Ten years before, on a winter walk in the country,

some weeds on the snow had looked like the words

on a certain page in the work of a certain poet

who’d gone off in my ear like an alarm clock -- and suddenly

this idea had sprouted in my mind that the ecological crisis

would be like another kind of Sinai experience

for the human race.  You know, we would be confronted

by the Earth, by the Universe and its Creator,

and receive the Law.  So one thing led to another

and I landed in Jerusalem in the fall of 1979

and started studying in a women’s Orthodox yeshiva,

and during the few months I was there the school

organized this trip to the Sinai Peninsula

which was still in Israeli hands at the time.  We set out,

thirty or forty long-skirted women in a bus.

When we started we said the prayer for the journey and when

we stopped to eat we always said the blessings

and washed our hands if we were having bread.

I was pretty much into all of that at the time

despite my reservations which you can imagine;

you’d be surprised how natural it comes to seem.

I don’t remember much about the trip --

took a roll of film but never got it developed.

One night we slept out under the stars.  One day

we saw a man hunkered down on the hard desert ground,

baking bread over a fire of dried dung. 

The bread was thin, soft and white.  We handed the man

a few coins, washed our hands, said the blessing and ate.

Then we were at the foot of this mountain.  Its name

was Jebel Musa -- the mountain of Moses.  It was black,

jagged but more or less cone-shaped, I’ve seen higher

but it was easily the highest thing around.

There were stairs cut in the mountain.  It was customary

to start before dawn and arrive at the top before sunrise,

to escape the desert heat.  I remember

the crescent moon suspended in predawn grey

beside the mountain shoulder, and how steep the steps were,

and the rust-black rock formations on both sides.

We got to the top a few minutes late for sunrise,

and another group were opening their tins of sardines

on the highest rock.  There was a small Christian chapel,

which was closed, and an abandoned mosque, open.

We looked inside and quickly drew back.  Someone

was sitting there, apparently in meditation.

But a woman from the other group banged on the door

and the lady inside emerged.

                                                            She was tall,

dressed entirely in white.  Blond hair, parted and drawn back

beneath the white shawl. She was smiling in a way

that made me think of this goddess-like figure I’d seen

in a dream, twelve years before, at the start of events

that had started me moving on what I hoped was the way

to a different future.   She put her finger to her lips

and handed us a sheet of paper, enclosed in plastic,

that said she came there once every year to pray

for all the world’s religions, not that they should merge

but that they should respect one another.  A schedule

of prayers was given: one day for Christianity,

one day for Judaism, and so on; finally

a departure date.  The one young man in the group,

who had come along with his wife, pointed to the word

“Departure” and then, inquiringly, at the sky.
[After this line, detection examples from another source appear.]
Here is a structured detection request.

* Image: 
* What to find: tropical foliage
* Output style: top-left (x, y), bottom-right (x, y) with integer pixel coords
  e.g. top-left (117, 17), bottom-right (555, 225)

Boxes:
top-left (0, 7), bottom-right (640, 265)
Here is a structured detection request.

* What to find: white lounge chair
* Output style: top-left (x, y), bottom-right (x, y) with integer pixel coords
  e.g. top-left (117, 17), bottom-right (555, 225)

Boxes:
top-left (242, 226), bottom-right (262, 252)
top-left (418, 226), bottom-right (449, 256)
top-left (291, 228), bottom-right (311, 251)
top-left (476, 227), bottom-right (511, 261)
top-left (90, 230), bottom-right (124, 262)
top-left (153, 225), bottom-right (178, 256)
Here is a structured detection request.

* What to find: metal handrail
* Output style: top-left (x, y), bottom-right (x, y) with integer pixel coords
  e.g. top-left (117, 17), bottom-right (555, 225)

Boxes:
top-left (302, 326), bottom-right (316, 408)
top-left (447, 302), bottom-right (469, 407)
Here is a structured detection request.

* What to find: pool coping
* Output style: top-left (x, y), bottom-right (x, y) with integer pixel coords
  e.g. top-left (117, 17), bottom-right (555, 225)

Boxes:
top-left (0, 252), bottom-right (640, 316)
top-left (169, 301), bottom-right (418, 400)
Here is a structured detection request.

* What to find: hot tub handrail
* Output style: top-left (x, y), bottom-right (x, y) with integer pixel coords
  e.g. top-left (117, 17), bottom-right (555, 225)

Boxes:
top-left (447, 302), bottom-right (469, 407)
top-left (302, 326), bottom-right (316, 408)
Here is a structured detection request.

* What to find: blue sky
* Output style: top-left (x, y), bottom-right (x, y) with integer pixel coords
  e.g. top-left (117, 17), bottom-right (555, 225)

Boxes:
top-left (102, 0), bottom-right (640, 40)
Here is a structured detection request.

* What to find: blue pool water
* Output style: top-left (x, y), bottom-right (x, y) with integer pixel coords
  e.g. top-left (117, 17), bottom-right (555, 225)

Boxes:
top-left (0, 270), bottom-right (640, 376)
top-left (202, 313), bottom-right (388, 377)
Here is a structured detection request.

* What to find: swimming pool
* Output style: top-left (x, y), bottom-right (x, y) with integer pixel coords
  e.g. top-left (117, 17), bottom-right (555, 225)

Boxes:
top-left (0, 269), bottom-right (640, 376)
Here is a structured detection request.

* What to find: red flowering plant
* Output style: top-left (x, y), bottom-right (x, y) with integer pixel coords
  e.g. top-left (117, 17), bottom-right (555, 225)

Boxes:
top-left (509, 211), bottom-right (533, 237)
She smiled, a little wryly, and pointed downward.

Then she went back inside and we climbed back down.

I didn’t last long at the women’s yeshiva

and after ten years, had to leave Jerusalem too,

that meeting-point of so many journeys

that even if you didn’t believe in the Messiah

it was hard not to believe that something amazing --

miracle or enlightenment -- might happen there.

Well, we’re not always sure when and how things are happening.

The road doubles back

and nothing comes forth in its own form.*

But even in moments of skeptical despair, since then,

I have been glad there was someone on top of Mount Sinai.

There are such memories that stop your slide.  That hold.